路盤改修後の中山芝がタフになったのは、路盤改修後の馬場のクッション性が向上したからです。このことは何度も書いていますが、もう少し細かく分析すると、全体の負荷は高くはなっていても、後半のほうが負荷は軽いため、末脚が伸びるのです。

今年の出走予定馬ではブラックスピネルがタフな馬場を好む血統。自身も芝1800メートルのOP特別の勝利実績があります。また、父ロベルト系はダート1800メートル以上でも好成績を残す種牡馬。近親のアロンダイト、クリソライトはダート長距離重賞勝ち馬。マリアライトもタフな馬場の宝塚記念を優勝した馬で、タフなレースを好む一族です。

ブラックスピネルの前走、安田記念は結果的に馬場が速すぎましたが、先行策も最悪でした。

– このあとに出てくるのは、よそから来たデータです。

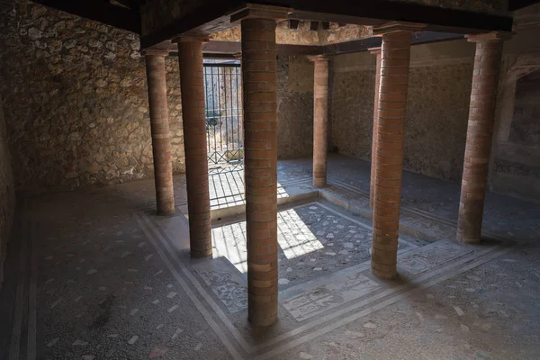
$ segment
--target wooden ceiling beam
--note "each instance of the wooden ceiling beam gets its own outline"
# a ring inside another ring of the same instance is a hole
[[[140,33],[140,16],[138,12],[114,5],[108,1],[33,0],[52,7],[106,25]]]

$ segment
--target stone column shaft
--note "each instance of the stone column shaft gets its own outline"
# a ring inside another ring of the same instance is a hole
[[[277,320],[275,20],[242,20],[249,321]]]
[[[379,122],[379,86],[381,85],[381,48],[370,49],[370,53],[375,55],[375,102],[374,106],[374,134],[372,140],[372,168],[371,184],[369,188],[369,207],[374,210],[374,199],[375,196],[375,170],[377,152],[377,123]]]
[[[476,54],[457,222],[457,239],[463,243],[481,241],[502,56],[500,35],[492,32],[467,37],[469,41],[476,42]]]
[[[166,101],[165,57],[166,53],[147,53],[145,62],[154,157],[156,202],[158,215],[175,213],[173,164]]]
[[[328,129],[328,59],[312,57],[315,68],[313,86],[313,186],[327,184]]]
[[[379,32],[382,35],[382,48],[376,129],[372,272],[385,279],[397,275],[410,33],[416,25],[418,24],[391,23],[382,25],[382,31],[374,29],[374,32]]]
[[[212,256],[210,191],[204,110],[202,41],[181,37],[178,43],[189,238],[193,257]]]

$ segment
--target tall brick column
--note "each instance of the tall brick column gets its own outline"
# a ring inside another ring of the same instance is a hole
[[[377,152],[377,123],[379,122],[379,86],[381,85],[381,48],[369,49],[369,52],[375,55],[375,103],[374,106],[374,135],[372,140],[372,170],[371,184],[369,187],[369,207],[374,210],[375,196],[375,164]]]
[[[508,36],[500,32],[467,36],[476,42],[476,54],[457,221],[457,240],[462,243],[481,240],[502,42]]]
[[[328,59],[318,55],[310,57],[315,65],[313,86],[313,186],[327,184],[327,153],[328,131]]]
[[[180,63],[189,239],[193,257],[212,255],[202,66],[204,40],[187,36],[175,40],[178,44]]]
[[[235,17],[242,28],[248,318],[263,327],[277,320],[275,21],[287,10],[250,5]]]
[[[375,151],[372,272],[385,279],[397,275],[410,35],[419,26],[392,22],[374,28],[374,34],[382,35],[382,49]]]
[[[175,213],[173,164],[165,70],[165,57],[167,55],[168,52],[145,51],[158,215]]]

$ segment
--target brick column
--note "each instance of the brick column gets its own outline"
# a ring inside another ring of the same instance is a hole
[[[382,49],[375,151],[372,272],[385,279],[397,275],[410,34],[418,28],[418,24],[396,22],[374,28],[374,33],[382,35]]]
[[[212,255],[202,67],[204,40],[187,36],[175,40],[178,43],[180,63],[189,239],[193,257]]]
[[[488,178],[491,133],[503,37],[500,32],[469,35],[476,42],[467,142],[457,221],[457,240],[479,243]]]
[[[173,164],[165,70],[165,57],[167,55],[167,52],[145,51],[158,215],[175,213]]]
[[[375,196],[375,153],[377,152],[377,122],[379,121],[379,86],[381,85],[381,48],[369,49],[371,54],[375,55],[375,102],[374,106],[374,135],[372,140],[372,170],[371,184],[369,187],[369,207],[374,210]]]
[[[310,57],[315,65],[313,86],[313,186],[327,184],[328,131],[328,59],[319,55]]]
[[[248,319],[264,327],[277,320],[275,19],[287,13],[250,6],[236,17],[242,28]]]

タフな馬場で差すことを好む馬が、スピードを要求される馬場で前に行ってしまうと、本来の能力以上に惨敗するケースが多いからです。

別の見方をすれば、合わない馬場、合わない戦法で惨敗した馬は、合う馬場に戻って合う戦法を行えば、大幅に着順を上げます。

このような馬を買い続ければ、馬券で勝てる可能性も大幅に上げることができるのです。